To that end, the reading literacy framework covers not just functional reading (for example, reading a flight schedule or advice on preparing a job application) but also reading for personal growth and pleasure (for example, the reading of literature), and reading to inform effective social and political participation (for example, the reading of public argument and exposition). So much for the text types. The PISA reading framework also specifies a number of ‘aspects’ or processes of reading that describe how readers approach a text. Five aspects are defined: forming a broad understanding; retrieving information; developing an interpretation; reflecting on and evaluating the content of a text; and reflecting on and evaluating the form of a text. While the first three of these aspects focus on the reader’s ability to make meaning within the text, the last two deal with the reader’s capacity to bring to their reading their external experience, values and standards—their whole selves, more or less. High reading achievement as measured in PISA is contingent on the capacity to engage with all of these types of texts, and from all of these perspectives.

Australian boys performed relatively poorly on narrative and argumentative texts, and on tasks involving the aspects related to reflecting and evaluating. More pervasively, Australian students of both sexes performed poorly, relative to 15-year-olds in other English-speaking countries like Canada, England and Ireland, on reflecting and evaluating tasks, and relatively well on retrieving information tasks.

What kinds of conclusions might we draw about our education system and perhaps about our culture from these results? On the whole we’re doing pretty well, by international standards, but our strengths nationally are pragmatic and information-oriented; we are relatively unreflective and uncritical. And these descriptions apply particularly to Australian males—or at least, to young males. Might this characteristic also explain something about the national attitude to standardised testing?

Large hypotheses perhaps, but they are at least based on some empirical data—data that would not be available without a standardised assessment.

Only a fool would argue that all national and State assessments are beautifully conceived and constructed, and that every use made of them is wholesome. But standardised assessments should not be the butt of unreflective attack. They can and should provoke critical review of our education systems and our larger educational and national culture.

References

Doecke, B (2004). ‘Is anybody listening?’ in EQ Australia , issue 1.

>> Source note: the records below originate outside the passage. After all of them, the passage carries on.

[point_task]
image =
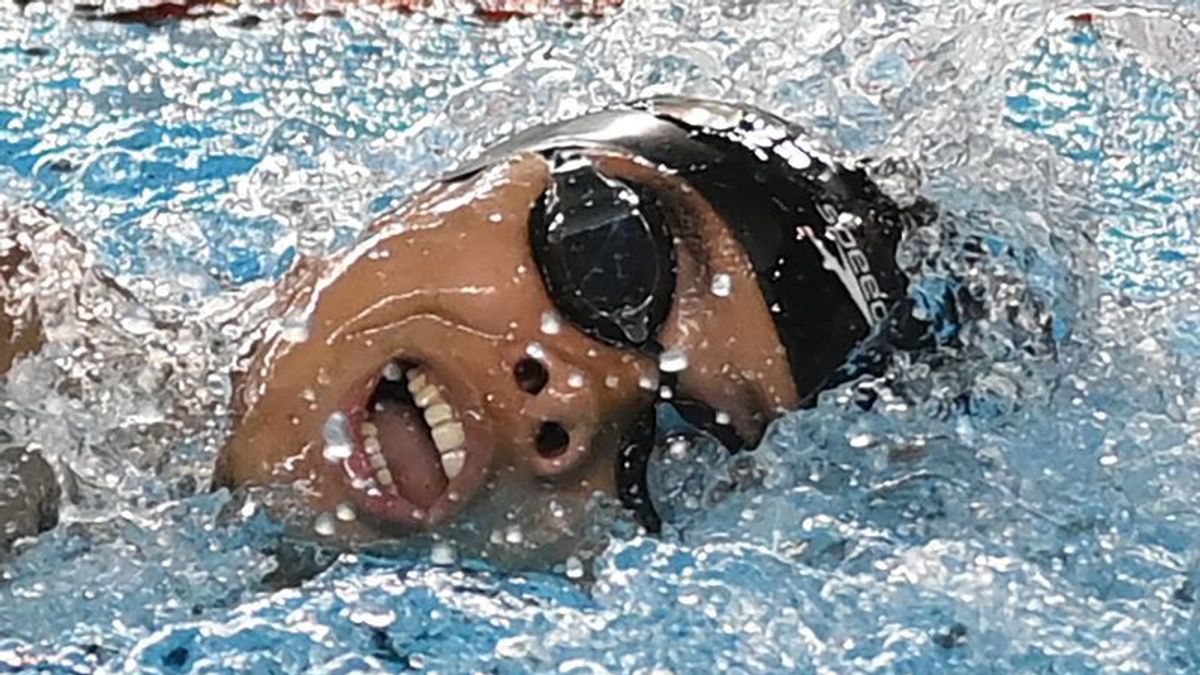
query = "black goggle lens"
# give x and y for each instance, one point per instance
(605, 254)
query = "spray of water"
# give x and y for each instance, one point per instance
(1021, 500)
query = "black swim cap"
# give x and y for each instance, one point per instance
(821, 236)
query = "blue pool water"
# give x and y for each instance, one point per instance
(1025, 502)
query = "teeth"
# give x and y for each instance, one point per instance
(453, 461)
(438, 413)
(426, 395)
(449, 436)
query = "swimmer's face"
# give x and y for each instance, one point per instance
(427, 376)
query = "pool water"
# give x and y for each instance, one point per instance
(1023, 501)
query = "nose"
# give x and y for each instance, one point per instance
(573, 404)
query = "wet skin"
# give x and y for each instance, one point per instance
(449, 286)
(19, 329)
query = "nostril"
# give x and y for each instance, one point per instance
(531, 375)
(552, 440)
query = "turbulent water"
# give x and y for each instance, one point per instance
(1023, 500)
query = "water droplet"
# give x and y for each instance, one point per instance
(443, 553)
(861, 441)
(574, 568)
(723, 285)
(324, 525)
(337, 437)
(673, 360)
(550, 323)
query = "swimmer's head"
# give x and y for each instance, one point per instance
(499, 345)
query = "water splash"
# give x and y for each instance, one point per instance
(1021, 500)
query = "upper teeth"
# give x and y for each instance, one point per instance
(448, 432)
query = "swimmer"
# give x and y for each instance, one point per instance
(491, 356)
(29, 490)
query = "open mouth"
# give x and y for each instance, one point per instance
(417, 449)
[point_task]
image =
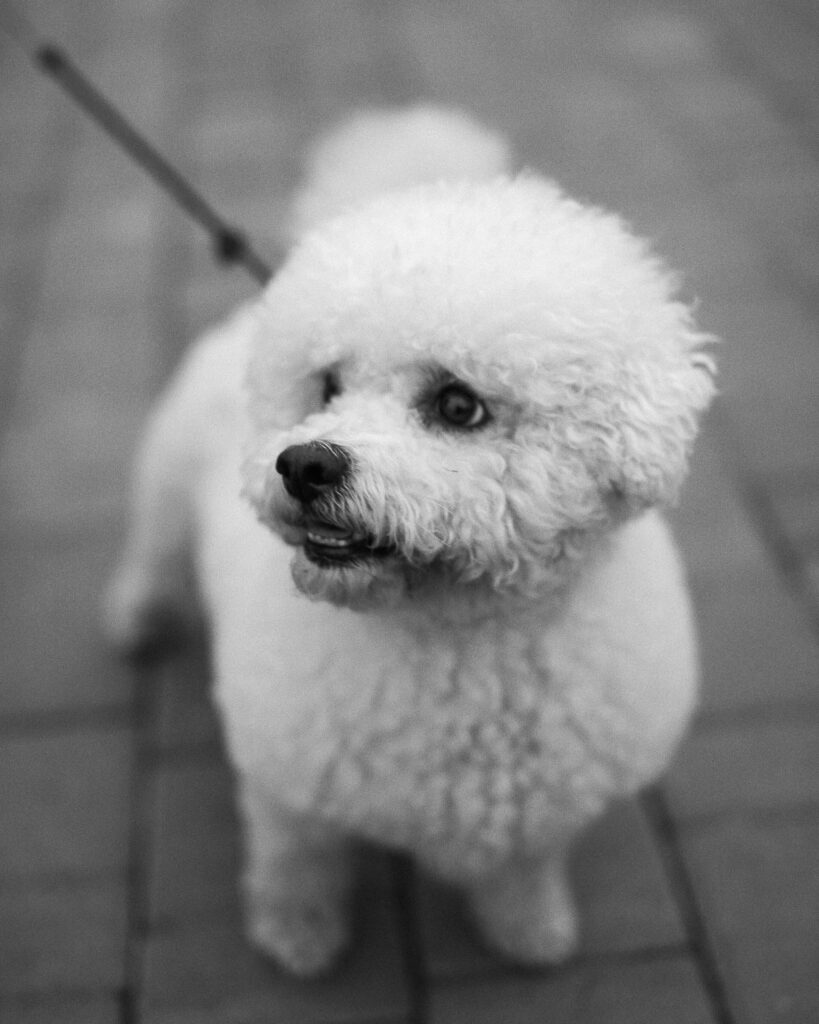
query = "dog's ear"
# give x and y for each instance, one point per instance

Kirsch, I, et al (2002). Reading for Change: Performance & Engagement across Countries. Results from PISA 2000 , OECD, Paris.

Organisation for Economic Co-operation and Development (2004). Learning for Tomorrow’s World: First Results from PISA 2003 , OECD, Paris.

Sommer, P (2004). ‘Critical literacy: problem or opportunity?’ in EQ Australia , issue 1.

Thomson, S, Cresswell, J, and de Bortoli, L (2004).

Facing the Future: A Focus on Mathematical Literacy Among Australian 15-year-old Students in PISA 2003, ACER, Camberwell.

author picture Juliette Mendelovits is a senior research fellow at the Australian Council for Educational Research and is the domain leader for PISA reading literacy.